Poesia, sembra che non ci sia / poi ti prende la mano / e ti porta...
Si celebra nel giorno dell’equinozio: armonia ma pure creatività
Chissà cosa aveva in mente Roberto Benigni quando, nei giorni dell’equinozio di autunno del 2005, fece uscire il film La tigre e la neve. Forse omaggiare l’amico Massimo Troisi e il suo capolavoro Il postino, uscito con l’equinozio autunnale 1994. Sicuramente lodare la poesia, con la presenza in ogni sogno notturno di grandi poeti e continui omaggi alla quinta arte. Probabilmente anche attualizzare la logica de La vita è bella, ovvero che la poesia sempre permette di dare senso a ciò che si sta vivendo, sia esso segnato da ideologie, terrorismo, guerra, pandemie o da altri elementi tutt’altro che poetici, ma con cui continuamente l’umanità deve fare i conti. La chiave di lettura ci viene offerta all’inizio, quando Tom Waits canta You can never hold back spring (Non puoi mai trattenere la primavera).
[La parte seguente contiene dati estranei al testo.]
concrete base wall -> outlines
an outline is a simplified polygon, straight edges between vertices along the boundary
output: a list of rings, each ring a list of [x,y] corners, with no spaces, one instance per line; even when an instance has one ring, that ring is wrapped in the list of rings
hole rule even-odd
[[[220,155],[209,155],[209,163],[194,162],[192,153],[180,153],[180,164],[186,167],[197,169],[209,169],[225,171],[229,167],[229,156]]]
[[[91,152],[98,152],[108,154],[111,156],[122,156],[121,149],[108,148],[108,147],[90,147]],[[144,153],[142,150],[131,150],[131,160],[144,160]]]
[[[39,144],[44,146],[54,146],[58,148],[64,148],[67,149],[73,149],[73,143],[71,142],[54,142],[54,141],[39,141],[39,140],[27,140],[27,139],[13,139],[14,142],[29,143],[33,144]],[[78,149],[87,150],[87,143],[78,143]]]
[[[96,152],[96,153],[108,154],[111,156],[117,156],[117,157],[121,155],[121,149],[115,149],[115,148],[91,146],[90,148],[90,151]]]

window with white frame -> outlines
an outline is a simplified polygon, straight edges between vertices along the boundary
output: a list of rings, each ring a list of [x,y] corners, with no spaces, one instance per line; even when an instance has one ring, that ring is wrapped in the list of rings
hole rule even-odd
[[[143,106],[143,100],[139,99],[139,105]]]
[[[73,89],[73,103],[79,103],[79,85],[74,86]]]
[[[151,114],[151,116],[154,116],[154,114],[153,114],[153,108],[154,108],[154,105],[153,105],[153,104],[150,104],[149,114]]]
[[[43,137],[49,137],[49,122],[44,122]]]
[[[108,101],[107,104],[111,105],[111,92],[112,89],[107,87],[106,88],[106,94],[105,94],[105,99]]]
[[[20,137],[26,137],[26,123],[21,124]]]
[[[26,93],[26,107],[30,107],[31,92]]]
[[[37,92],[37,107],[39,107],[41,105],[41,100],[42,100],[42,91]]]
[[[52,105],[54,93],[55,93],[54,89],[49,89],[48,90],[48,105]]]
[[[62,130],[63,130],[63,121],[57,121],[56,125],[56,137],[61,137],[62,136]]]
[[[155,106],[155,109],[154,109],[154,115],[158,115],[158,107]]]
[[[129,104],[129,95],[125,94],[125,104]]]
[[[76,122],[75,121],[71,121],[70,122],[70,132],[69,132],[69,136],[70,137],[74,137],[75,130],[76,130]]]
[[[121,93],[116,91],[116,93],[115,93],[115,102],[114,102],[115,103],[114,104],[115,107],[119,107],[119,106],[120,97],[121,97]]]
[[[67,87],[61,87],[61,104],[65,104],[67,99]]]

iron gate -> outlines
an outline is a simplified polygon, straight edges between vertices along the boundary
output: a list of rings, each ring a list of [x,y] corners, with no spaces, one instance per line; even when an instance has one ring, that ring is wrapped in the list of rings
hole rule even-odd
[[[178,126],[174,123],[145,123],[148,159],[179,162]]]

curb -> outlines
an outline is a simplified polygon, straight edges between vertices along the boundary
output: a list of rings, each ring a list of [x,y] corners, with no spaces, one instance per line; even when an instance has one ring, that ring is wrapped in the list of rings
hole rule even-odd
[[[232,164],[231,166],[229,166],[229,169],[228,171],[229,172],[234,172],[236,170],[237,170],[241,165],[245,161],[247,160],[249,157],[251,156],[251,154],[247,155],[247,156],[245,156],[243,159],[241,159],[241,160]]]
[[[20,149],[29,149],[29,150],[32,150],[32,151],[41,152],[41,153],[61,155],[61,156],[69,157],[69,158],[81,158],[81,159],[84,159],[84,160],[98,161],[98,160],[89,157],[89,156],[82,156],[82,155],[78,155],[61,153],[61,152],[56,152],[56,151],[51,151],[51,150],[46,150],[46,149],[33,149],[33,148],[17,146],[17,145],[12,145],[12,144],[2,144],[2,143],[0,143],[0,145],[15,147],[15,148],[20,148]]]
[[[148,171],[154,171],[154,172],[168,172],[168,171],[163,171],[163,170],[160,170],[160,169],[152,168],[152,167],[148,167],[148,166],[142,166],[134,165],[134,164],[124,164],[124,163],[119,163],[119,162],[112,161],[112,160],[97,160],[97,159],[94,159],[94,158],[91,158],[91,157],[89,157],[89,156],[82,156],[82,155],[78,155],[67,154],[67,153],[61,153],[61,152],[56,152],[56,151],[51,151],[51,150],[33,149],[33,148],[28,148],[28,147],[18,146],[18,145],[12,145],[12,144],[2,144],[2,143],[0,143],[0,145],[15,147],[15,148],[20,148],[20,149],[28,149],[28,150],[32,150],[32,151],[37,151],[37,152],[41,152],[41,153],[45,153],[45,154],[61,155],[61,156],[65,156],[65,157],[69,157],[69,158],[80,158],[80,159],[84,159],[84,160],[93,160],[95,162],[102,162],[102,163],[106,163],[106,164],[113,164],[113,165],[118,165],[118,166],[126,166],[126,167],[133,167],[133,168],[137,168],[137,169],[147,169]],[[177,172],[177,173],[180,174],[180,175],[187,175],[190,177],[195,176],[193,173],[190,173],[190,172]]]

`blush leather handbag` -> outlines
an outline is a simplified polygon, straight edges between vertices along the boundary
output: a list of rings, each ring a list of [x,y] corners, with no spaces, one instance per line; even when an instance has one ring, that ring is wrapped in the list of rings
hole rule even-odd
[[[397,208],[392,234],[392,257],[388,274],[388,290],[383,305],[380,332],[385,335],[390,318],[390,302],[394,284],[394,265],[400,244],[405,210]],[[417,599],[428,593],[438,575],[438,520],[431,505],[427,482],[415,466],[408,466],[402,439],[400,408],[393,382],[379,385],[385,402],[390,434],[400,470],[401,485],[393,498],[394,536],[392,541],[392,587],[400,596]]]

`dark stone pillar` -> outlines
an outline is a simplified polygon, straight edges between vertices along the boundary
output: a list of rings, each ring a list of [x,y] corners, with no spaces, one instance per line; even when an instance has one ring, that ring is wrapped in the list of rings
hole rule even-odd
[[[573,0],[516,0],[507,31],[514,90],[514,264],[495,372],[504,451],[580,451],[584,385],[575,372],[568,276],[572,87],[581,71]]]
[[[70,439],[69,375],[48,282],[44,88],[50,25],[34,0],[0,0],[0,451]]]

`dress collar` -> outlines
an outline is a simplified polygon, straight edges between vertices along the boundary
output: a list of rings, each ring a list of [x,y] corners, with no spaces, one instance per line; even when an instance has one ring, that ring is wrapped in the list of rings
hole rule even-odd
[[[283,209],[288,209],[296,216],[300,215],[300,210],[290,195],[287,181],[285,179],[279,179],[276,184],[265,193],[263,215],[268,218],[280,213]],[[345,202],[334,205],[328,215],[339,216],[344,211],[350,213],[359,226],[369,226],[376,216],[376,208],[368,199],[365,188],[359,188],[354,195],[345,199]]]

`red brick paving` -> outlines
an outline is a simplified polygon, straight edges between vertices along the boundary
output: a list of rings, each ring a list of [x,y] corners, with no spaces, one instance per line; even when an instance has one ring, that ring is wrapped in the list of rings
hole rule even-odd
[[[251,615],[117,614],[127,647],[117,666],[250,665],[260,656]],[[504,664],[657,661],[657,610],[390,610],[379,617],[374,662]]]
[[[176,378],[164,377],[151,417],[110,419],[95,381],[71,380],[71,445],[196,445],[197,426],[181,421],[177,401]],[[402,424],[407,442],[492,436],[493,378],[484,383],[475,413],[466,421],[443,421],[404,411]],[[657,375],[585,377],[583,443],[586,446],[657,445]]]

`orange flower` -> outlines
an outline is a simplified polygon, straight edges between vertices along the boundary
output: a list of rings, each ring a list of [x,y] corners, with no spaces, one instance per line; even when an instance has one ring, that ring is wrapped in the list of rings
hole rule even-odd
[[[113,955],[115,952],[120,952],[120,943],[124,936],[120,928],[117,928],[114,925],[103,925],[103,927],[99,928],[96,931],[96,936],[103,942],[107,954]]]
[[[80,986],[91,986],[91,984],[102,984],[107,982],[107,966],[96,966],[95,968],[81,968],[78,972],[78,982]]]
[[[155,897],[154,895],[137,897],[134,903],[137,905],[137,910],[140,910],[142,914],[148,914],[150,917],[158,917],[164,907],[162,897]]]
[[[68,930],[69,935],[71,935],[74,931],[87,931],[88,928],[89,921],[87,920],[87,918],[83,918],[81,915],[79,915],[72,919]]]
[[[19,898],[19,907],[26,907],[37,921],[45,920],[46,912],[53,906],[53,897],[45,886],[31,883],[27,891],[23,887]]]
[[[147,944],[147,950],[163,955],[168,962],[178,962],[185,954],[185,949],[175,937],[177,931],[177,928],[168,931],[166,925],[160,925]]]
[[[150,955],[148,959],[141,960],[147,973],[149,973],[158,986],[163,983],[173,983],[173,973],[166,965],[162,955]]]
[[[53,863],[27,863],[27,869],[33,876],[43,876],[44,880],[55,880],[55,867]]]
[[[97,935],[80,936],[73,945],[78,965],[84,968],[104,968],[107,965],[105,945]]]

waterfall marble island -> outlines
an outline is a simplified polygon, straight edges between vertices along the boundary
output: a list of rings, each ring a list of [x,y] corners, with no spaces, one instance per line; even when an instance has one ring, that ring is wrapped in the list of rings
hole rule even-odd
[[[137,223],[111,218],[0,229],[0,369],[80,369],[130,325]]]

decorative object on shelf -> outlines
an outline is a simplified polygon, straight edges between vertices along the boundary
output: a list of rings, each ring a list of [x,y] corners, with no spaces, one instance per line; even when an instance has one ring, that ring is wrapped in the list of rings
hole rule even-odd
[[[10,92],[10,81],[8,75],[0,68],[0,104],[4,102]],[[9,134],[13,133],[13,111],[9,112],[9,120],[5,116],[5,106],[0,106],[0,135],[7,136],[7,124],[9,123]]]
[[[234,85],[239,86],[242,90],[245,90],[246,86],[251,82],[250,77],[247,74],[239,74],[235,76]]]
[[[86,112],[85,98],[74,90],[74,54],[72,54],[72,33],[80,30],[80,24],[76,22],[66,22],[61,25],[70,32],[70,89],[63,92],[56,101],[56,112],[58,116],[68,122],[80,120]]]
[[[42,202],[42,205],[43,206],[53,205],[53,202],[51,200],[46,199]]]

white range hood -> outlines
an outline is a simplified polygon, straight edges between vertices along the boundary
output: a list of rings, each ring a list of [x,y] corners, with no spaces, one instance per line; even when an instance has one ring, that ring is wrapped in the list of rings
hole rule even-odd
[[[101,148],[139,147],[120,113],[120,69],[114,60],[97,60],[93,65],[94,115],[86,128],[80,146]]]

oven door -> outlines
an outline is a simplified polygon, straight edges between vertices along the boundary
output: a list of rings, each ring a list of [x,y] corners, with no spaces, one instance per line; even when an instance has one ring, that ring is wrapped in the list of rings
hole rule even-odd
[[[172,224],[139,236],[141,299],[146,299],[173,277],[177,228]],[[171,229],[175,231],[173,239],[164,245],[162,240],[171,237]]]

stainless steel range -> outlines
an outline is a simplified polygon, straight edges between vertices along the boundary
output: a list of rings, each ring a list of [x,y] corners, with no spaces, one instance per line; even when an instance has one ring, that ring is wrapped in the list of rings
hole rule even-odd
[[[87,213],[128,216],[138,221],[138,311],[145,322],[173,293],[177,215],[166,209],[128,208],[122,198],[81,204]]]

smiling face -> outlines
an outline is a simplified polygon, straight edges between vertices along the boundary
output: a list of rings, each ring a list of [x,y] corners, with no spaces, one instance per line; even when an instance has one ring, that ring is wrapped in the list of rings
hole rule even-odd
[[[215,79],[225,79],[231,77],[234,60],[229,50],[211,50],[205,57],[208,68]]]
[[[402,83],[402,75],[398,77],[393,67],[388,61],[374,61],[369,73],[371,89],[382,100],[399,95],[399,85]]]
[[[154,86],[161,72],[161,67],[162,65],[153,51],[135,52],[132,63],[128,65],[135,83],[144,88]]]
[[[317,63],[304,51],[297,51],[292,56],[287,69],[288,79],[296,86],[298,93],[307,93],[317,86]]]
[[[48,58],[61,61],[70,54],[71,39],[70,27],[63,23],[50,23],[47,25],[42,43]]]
Proprio il primo giorno di primavera, 21 marzo, dal 1999 si celebra la Giornata mondiale della poesia. È il giorno di un equinozio ovvero della massima simmetria e armonia, ma allo stesso tempo dell’apertura alla stagione più folle, frizzante, incontrollabile, creativa: caratteristiche che rientrano tutte nella poesia. Da sempre l’uomo prova a leggere l’esistenza e le sue vicende anche con sguardo e animo poetico, prima ancora che Aristotele (384-322 a.C.) nella Poetica analizzasse le varie arti poetiche e ne dichiarasse la superiorità rispetto a qualsiasi altra forma espressiva per la capacità di imitazione e di elevazione ad universale di un qualsiasi particolare. Dopo i possenti versi che cantavano le origini delle varie popolazioni (tra tutti i greci con Omero), i latini si interrogarono se la poesia si dovesse occupare solo di amore e ozio o fosse una lente con cui guardare e cantare tutta la realtà. I giganti a fondamento della nostra cultura italiana (Francesco d’Assisi, Dante, Boccaccio, Petrarca) ci hanno donato uno stile poetico nella lingua con cui comunichiamo (universalmente considerata un tesoro di musicalità, varietà, libertà, dolcezza) e nel vivere. Mussolini nel 1935 usò la scusa di essere un popolo di poeti (oltre che di santi e di navigatori) per rinsaldare le fila interne e giustificarsi davanti all’opinione pubblica internazionale dopo l’invasione dell’Abissinia. Assistiamo oggi ad un doppio e quasi contrapposto movimento: da una parte la poesia appare sempre più staccata dalla vita, con il rischio di risultare autoreferenziale come gli ironici personaggi di Simone Colombari denunciano a Sei Uno Zero su Rai Radio2; dall’altra, tanta gente cerca di orientare a uno stile poetico la propria quotidianità, fatta di relazioni, scelte, risposte agli imprevisti. Senza facili illusioni siamo tutti “poeti per metà” che si destreggiano “tra amore e oscenità”, riprendendo le parole di Verona Beat, canzone del 1979 ultimamente rilanciata allo stadio Bentegodi. Però la poesia ci ricorda che sempre c’è spazio per scommettere su equilibrio, armonia, apertura ad un tu, elevazione ad altro, attenzione al ritmo, rispetto delle regole interne ed esterne.